Au bout de cinq minutes, Fra-Angelo vint rejoindre Michel à l’entrée de l’église.

« Accordé, lui dit-il ; mais il m’est enjoint, pour payer ma dette à Dieu, de faire, devant l’autel de la Vierge, un acte de foi et une courte prière. Puisque je me fais dispenser des offices du soir, c’est bien le moins que j’en demande excuse à mon premier supérieur. Viens prier avec moi, jeune homme, cela ne peut te faire de mal et te donnera des forces. »

Michel suivit son oncle au pied de l’autel. Le soleil couchant embrasait les vitraux coloriés et semait de rubis et de saphirs le pavé où s’agenouilla le capucin. Michel s’agenouilla aussi, et le regarda prier avec ferveur et simplicité. Une vitre couleur de feu, dont le reflet frappait précisément sa tête tondue, la faisait paraître lumineuse et comme enflammée.

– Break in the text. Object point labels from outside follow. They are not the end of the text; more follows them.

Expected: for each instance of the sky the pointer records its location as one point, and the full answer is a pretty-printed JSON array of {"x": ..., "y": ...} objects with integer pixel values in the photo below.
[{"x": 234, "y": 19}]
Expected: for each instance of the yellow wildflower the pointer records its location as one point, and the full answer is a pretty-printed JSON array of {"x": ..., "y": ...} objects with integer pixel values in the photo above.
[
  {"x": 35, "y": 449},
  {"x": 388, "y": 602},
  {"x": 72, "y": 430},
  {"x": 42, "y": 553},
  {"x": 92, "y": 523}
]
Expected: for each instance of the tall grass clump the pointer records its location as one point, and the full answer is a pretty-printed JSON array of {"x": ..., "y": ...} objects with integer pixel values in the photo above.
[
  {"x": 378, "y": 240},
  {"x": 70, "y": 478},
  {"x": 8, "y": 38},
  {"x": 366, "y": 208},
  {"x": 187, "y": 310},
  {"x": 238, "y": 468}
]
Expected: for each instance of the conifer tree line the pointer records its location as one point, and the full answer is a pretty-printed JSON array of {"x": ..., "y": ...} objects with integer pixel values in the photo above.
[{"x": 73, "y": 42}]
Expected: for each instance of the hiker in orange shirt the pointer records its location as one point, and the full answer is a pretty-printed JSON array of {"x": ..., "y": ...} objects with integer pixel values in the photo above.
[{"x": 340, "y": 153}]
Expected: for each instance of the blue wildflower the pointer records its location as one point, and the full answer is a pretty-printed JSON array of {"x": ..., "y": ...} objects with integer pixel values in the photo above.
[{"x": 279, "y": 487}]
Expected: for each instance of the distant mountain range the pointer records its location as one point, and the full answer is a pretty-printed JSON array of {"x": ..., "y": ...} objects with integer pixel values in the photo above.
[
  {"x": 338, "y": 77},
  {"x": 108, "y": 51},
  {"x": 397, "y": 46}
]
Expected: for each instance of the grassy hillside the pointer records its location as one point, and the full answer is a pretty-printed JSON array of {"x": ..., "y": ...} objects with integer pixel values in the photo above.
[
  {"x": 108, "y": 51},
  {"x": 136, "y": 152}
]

Le jeune peintre fut saisi de respect et d’enthousiasme en contemplant cette noble figure, énergique et naïve, qui s’humiliait de bonne foi dans la prière ; et lui aussi, touché jusqu’au fond du cœur, il se mit à prier pour son pays, pour sa famille et pour lui-même, avec une foi et une candeur qu’il n’avait pas connues depuis les jours de son enfance.